SeaMicro's SM10000-64 runs 256 1.66 GHz Atom N570 chips
The SM10000-64 architecture fits into a 10U rack
The SM10000-64 torus fabric has a 1.28 Tbit/s bandwidth
SM10000 processor board and the new SM10000-64 board
SeaMicro put 512 Atom chips into its 10U SM10000 server (see 10U Rack Packs 512 Atoms). The new SeaMicro's SM10000-64 (Fig. 1) also has 512 cores but in the form of 256 dual core, 1.66GHz Intel Atom N570 chips. The underlying hardware (Fig. 2) remains the same including a 1.28 Tbit/s interconnect fabric (Fig. 3) delivering 1 Gbit/s bandwidth per core.

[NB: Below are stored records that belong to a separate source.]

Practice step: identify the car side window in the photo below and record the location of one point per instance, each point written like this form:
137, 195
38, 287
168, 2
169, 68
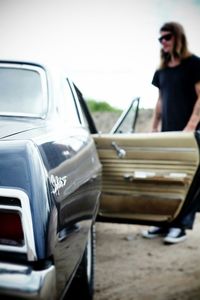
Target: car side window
69, 108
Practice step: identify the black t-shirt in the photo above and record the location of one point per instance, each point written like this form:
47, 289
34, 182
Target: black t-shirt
177, 88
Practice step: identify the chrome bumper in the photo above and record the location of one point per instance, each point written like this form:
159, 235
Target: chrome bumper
23, 282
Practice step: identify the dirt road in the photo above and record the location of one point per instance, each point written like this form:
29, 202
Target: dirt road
130, 267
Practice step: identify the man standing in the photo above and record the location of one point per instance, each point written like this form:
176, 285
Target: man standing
177, 108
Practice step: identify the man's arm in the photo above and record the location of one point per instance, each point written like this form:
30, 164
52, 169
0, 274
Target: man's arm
157, 115
195, 117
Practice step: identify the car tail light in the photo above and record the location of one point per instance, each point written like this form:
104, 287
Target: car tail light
11, 231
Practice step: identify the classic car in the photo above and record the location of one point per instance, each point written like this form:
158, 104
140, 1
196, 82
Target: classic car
59, 175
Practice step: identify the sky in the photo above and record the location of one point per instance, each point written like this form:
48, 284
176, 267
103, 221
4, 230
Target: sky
109, 48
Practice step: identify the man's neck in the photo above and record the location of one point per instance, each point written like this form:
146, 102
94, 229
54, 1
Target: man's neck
174, 62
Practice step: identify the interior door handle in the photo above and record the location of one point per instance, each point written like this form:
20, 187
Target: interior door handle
121, 153
156, 176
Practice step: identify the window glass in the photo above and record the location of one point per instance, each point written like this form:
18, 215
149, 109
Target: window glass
21, 92
70, 112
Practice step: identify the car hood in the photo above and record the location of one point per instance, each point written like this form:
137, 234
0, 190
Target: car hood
13, 127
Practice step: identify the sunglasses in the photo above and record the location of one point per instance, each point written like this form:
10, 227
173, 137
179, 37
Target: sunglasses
166, 37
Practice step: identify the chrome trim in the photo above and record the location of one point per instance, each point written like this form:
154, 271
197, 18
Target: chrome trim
24, 282
27, 224
42, 74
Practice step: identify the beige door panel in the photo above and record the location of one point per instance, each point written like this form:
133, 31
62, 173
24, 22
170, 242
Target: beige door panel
151, 179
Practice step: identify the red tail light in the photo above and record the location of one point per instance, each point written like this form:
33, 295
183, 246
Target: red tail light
11, 231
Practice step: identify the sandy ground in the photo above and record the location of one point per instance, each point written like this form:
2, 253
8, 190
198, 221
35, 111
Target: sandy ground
129, 267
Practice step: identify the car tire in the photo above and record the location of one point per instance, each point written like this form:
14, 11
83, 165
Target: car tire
82, 286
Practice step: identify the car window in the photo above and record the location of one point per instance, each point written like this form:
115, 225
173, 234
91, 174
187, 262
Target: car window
22, 92
69, 108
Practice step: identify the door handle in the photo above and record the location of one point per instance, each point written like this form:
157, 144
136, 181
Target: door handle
121, 153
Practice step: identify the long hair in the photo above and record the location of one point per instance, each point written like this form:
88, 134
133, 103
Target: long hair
180, 46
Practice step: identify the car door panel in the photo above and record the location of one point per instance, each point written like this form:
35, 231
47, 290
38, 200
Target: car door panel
152, 180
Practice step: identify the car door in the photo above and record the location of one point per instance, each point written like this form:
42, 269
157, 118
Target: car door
148, 178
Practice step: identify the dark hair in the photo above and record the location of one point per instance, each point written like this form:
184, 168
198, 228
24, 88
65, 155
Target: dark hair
180, 46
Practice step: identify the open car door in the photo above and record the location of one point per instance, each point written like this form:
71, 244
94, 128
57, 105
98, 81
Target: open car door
148, 178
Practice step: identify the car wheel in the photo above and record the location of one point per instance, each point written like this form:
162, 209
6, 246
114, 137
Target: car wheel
82, 286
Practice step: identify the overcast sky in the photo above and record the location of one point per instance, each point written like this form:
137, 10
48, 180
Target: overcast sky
109, 47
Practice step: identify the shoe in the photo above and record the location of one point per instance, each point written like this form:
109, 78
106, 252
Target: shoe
175, 235
153, 232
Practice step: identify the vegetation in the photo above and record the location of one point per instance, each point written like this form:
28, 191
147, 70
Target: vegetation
101, 106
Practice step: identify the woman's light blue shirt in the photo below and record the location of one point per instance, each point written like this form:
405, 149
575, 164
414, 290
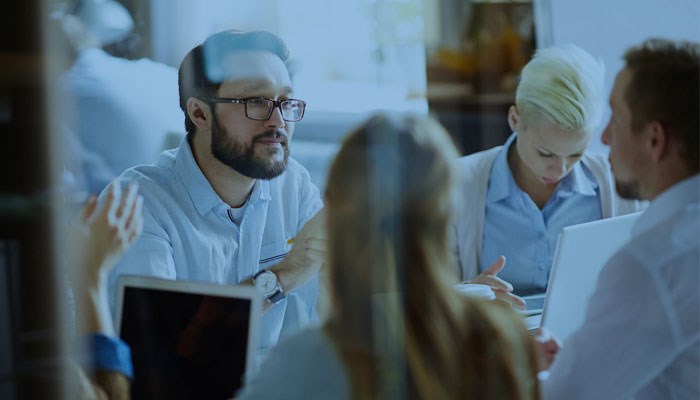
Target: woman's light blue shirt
515, 227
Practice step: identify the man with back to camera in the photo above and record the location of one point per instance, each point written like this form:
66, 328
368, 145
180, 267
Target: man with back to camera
228, 205
641, 334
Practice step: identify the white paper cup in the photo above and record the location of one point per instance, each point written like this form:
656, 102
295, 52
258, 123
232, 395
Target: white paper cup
476, 290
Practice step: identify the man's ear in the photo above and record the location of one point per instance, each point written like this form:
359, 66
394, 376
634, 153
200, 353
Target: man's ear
199, 112
658, 141
513, 118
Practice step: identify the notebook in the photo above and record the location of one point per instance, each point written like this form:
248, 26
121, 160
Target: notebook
187, 339
582, 251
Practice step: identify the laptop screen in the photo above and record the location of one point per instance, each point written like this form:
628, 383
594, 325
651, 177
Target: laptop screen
186, 344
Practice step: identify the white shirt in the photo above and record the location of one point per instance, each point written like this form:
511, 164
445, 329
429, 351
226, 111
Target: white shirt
641, 335
189, 232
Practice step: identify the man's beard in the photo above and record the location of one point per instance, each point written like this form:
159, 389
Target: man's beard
242, 158
628, 190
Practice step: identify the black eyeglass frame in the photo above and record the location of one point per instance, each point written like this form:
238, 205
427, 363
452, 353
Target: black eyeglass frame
244, 101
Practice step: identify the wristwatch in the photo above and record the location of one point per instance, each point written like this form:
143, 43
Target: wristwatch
267, 283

The change between SM10000 and SM10000-64 is significant even though they have the same number of cores and plug into the same box. The Atom processors used in the SM10000 are 32-bit processors with a host of limitations. They are fine for netbooks and their low power was one reason for using them in the SM10000. The Atom N570 puts the SM10000-64 into the 64-bit realm. It adds support for Intel's VT-x virtualization and increases the address space to 4 Gbytes. This puts the SM10000-64 into the virtualization arena with Intel's Xeon. True, a Xeon SMP system can handle larger workloads but many systems are just running lots of little virtual machines (VM).
These VMs work equally well on the SM10000-64. The platform already has built-in management of each chip and can isolate groups of chips into a logical cluster. The SM10000 could already provide hot spares and load leveling support using a separate control plane that mirrors the communication fabric. The system provides storage using up to 64 SATA drives. For network communication there may be sixty four 1 Gbit Ethernet connections or sixteen 10G Ethernet connections.

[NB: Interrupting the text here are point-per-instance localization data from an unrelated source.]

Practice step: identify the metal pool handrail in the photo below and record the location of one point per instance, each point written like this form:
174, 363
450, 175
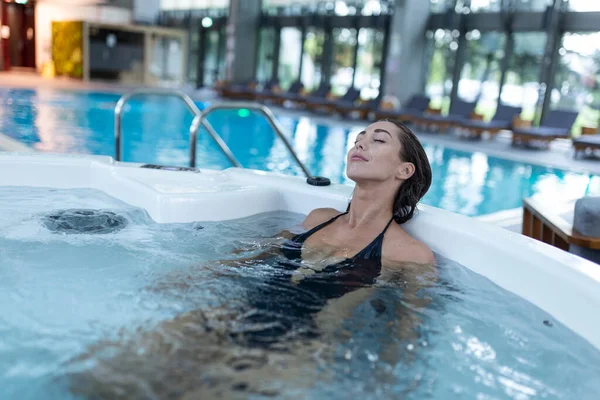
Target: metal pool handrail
198, 119
250, 106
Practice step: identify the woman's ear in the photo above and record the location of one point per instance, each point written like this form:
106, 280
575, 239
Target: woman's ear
405, 171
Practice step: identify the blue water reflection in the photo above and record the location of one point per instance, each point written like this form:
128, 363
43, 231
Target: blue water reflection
155, 130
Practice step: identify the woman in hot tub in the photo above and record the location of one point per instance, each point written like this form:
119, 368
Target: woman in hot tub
322, 276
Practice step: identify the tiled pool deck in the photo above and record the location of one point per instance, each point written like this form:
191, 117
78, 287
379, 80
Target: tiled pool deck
560, 154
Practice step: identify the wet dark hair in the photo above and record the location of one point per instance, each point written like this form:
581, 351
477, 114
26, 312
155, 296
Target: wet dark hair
414, 188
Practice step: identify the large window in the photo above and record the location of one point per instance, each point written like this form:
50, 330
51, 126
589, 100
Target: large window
312, 63
522, 79
486, 5
344, 42
193, 4
266, 51
576, 83
213, 54
443, 45
481, 73
533, 5
290, 50
368, 64
440, 6
584, 5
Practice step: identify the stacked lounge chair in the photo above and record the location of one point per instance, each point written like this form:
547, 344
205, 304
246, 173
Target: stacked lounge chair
557, 124
502, 120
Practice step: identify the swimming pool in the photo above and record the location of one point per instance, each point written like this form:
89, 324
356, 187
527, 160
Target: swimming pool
155, 130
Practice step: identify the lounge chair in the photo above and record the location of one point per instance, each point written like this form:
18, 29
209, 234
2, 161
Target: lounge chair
586, 143
331, 105
243, 91
268, 90
364, 109
557, 124
293, 92
502, 120
415, 106
321, 93
460, 111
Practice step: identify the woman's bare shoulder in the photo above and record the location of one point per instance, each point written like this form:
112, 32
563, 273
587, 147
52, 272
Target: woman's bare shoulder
400, 247
318, 216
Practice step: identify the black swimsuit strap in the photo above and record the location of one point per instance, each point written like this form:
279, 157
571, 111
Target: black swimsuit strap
303, 236
375, 248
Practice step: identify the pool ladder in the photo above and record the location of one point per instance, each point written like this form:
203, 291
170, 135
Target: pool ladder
200, 120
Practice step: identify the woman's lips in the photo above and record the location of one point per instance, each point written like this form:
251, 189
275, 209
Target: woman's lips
357, 157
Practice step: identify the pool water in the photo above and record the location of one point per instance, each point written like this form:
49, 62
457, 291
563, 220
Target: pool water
155, 130
80, 310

The boards in SM10000-64 are the same size as SM10000 (Fig. 4). They are significantly less dense though. Memory is soldered to the back of the boards and that layout remains the same. They use the same SeaMicro fabric chips and each N570 connects to one using two x1 PCI Express lanes. The power advantage is key because there are half the number of processor chips as well a half as many TigerPoint controller chips. The power used by the SM10000 was already low but the SM10000-64 is 17% lower. Part of this is from better power control including more efficient POLs.
The SM10000-64 is integrated with Linux cluster and cloud management software. It actually supports a multiple level control hierarchy. It can handle oversubscription and per socket basis management allowing ISPs to offer true SLA with dedicated hardware. All this is available out of the box. This solution is not just a hunk of hardware.